The Bill and Melinda Gates Foundation has opened up its checkbook once again, and this time the focus is on innovative learning models in higher education. According to a report, the foundation has committed $9 million in grants to institutions that are implementing digital technology to enhance and broaden their educational reach.
It should come as no surprise that a philanthropic organization founded and funded by the brains behind Microsoft is invested in underwriting education models that utilize the newest technologies. However, historically the foundation’s primary focus has been in early childhood and K-12 issues. Now it appears the foundation is moving into post-secondary education, underwriting initiatives that Josh Jarrett, Deputy Director of Postsecondary Success, calls “breakthrough delivery models.”
The big winner in this latest round of the Gates Foundation’s largess is the MyCollege Foundation, which will receive a $3 million grant to establish a non-profit online college specifically structured to meet the needs of low-income adults. The college will be regionally accredited, and it will offer transfer-level, quality Associates degrees at an affordable tuition price point.

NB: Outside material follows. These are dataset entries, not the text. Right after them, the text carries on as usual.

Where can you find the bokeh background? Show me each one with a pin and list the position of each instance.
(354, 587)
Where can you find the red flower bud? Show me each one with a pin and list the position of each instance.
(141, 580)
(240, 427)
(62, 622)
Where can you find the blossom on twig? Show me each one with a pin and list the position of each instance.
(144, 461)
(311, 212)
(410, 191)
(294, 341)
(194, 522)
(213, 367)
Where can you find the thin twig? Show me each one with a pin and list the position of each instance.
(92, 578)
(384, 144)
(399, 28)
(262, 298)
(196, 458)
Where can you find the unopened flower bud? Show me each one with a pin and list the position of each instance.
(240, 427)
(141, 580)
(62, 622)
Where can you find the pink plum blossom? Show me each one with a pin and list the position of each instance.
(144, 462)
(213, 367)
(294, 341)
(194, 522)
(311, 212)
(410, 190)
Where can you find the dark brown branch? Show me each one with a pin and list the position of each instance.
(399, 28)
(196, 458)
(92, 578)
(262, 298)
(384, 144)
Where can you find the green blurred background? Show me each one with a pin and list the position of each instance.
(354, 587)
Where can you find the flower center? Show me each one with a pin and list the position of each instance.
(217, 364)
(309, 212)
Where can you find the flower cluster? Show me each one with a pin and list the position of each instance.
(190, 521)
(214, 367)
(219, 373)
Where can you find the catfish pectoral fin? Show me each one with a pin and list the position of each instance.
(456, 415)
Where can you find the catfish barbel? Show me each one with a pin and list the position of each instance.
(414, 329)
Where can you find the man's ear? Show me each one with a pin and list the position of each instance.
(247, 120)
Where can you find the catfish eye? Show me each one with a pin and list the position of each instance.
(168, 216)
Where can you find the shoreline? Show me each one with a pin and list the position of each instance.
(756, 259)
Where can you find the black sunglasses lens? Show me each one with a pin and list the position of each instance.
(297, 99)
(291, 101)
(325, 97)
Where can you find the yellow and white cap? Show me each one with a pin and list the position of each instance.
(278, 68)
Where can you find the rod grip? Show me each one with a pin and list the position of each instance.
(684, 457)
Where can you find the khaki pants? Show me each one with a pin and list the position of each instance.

In the foundation’s first foray into underwriting massive open online courses (a/k/a MOOCs), it was also announced that Massachusetts Institute of Technology will receive a $1 million grant. These funds will be used to extend the university’s MITx project to colleges that serve low-income students by using what is called the ‘flipped classroom” approach. Tapping in online, students will be able to watch MITx lectures, and then use their actual classroom time on their own campuses for enrichment and tutorials should they need additional help.
“It’s a test to see how much can students get from what’s in the MITx course, and what do they need to get supplemented,” says Jarrett. “Do they get 50 percent of what they need from the MITx course, or do they get 75 percent, and what’s the best way to support faculty in the blended environment?”
Another $1 million was awarded to the City University of New York (CUNY). These funds are earmarked specifically to help underwrite the New Community College, CUNY’s first new campus in four decades. NCC’s focus is on recruiting first-generation college students, and developing a ‘new and imaginative model’ to retain these students that includes innovative tutorial and mentoring programs. NCC will welcome its first class of incoming students for the Fall 2012 semester.
While the Gates Foundation has demonstrated strong support for online education, it has also underscored its commitment to ensuring that online alternatives are accepted by the mainstream. The University of the People, which bills itself as “the world’s first tuition-free university dedicated to the global advancement and democratization of higher education” received a $500,000 grant targeted to help it gain official accreditation.
Given the ever-broadening scope of the Gates Foundation’s field of interests, it is almost impossible to predict its next move. Certainly, the foundation has the resources to make an impact on any number of issues, and to quote Mr. Gates himself, “...until we are educating every kid in a fantastic way, until every inner city is cleaned up, there is no shortage of things to do.”